Penasaran dengan kelanjutan cerita menganai bagaimana cara Ummi Salamah memerdekakan tanah kelahiranya? Apakah Ummi Salamah dan kawan-kawan berhasil menyelesaikan misi menyelamatkan bumi?. Silahkan baca lengkap novel mengenai kisah “Anak-Anak Pangaro” yang dapat anda temukan di perpustakaan SMA AL HIKMAH Surabaya.

 

 

 




Komentar

  1. Cerpen berjudul “Sekilas Kabar Pulau Terapung” mengisahkan tentang Ummi Salamah, seorang gadis yang terpaksa beranjak dewasa sebelum waktunya sepeninggalan Ayah-nya. Ia yang saat itu masih duduk di bangku SD, harus bisa bertahan dengan Ibu-nya. Ibu yang begitu lemah lembut, tetapi berubah menjadi pria perkasa ketika beliau harus kerja serabutan demi sesuap nasi. Saat itu, Ummi Salamah dan ibunya tinggal di sebuah rumah kosong di pinggiran kota, karena ditinggalkan pemiliknya ke Jakarta. Ummi Salamah dan keluarga beruntung, tidak perlu membayar sewa. Disinilah ia dan sekeluarga merasa bersyukur kepada Allah, karena telah memberikan kemurahanNya kepada keluarga Ummi Salamah meskpiun tanpa adanya seorang ayah. Tetapi, sekian waktu telah berjalan, tentu membuat Ummi Salamah merasa rindu dengan kampung halamannya, yang ia sebut Pulau Terapung. Hancur hatinya ketika ia mendengar bahwa keadaan Pulau Terapung sedang tidak baik-baik saja. Ia dan ibunya terus mengirimkan doa untuk rumah pertama mereka,

    Cerpen ini dibuat dengan runtut, penulis banyak menuliskan detail-detail tambahan sehingga pembaca bisa membayangkan dan memahami cerita dengan baik. Suasana dan perasaan tokoh, serta latar cerita tergambar jelas sehingga tentu pembaca tidak akan sulit mencerna cerita tersebut.
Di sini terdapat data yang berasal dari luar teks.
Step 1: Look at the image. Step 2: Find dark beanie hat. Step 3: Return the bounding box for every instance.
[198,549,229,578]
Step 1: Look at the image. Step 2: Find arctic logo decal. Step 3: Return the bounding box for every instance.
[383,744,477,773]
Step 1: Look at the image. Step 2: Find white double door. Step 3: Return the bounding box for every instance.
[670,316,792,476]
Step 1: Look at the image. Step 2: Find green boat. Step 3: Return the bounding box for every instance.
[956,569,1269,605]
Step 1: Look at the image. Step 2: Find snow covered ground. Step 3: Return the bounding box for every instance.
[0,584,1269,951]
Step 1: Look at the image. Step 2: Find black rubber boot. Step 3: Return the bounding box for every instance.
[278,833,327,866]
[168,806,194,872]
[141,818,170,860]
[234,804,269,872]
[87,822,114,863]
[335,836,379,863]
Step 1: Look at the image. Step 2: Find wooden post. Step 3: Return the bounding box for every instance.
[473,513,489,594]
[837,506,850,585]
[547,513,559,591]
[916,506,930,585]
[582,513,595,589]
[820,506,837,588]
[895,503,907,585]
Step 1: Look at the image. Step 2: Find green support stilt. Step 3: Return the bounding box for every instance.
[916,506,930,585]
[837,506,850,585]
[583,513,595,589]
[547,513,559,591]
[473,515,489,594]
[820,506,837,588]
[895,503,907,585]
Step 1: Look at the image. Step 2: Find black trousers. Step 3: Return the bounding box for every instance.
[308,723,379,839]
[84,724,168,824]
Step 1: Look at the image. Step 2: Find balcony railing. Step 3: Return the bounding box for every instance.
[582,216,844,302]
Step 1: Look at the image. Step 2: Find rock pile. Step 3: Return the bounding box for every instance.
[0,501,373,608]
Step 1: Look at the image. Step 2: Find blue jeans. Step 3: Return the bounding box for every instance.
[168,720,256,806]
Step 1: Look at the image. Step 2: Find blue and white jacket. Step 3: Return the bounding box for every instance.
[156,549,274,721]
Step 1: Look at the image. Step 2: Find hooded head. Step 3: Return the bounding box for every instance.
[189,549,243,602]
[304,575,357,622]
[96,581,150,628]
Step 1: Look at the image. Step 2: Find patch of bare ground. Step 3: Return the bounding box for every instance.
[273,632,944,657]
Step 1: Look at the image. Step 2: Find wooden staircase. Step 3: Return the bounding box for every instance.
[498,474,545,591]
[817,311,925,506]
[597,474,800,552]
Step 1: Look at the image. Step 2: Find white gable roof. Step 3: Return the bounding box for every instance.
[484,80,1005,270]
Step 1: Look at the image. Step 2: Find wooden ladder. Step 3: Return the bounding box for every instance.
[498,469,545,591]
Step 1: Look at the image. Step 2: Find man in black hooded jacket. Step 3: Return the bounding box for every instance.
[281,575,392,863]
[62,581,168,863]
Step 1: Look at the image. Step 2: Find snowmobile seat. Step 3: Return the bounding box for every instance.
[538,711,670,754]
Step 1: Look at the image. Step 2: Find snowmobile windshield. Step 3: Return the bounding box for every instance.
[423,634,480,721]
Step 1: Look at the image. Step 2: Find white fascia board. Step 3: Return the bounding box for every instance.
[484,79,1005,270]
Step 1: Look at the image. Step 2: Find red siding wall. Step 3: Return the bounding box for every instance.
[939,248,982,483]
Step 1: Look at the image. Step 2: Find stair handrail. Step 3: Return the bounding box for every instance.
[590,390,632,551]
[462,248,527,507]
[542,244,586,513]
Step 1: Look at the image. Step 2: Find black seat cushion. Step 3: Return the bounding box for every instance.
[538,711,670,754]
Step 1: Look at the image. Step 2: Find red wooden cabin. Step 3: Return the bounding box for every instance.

    Namun, di balik kelebihan-kelebihan ini, ada beberapa kekurangan dari cerpen ini. Yang pertama pembagian paragraf yang begitu banyak, sehingga mungkin pembaca dapat merasa kelelahan untuk membacanya. Kemudian, layout cerpen kurang rapi.

    Cerpen ini akan menjadi lebih baik kalau penulis memperbaiki layout cerpen, dengan meratakan paragraf agar lebih mudah dilihat, dan mungkin banyak memotong kalimat agar paragraf tidak terlalu banyak sehingga pembaca dapat lebih nyaman membacanya.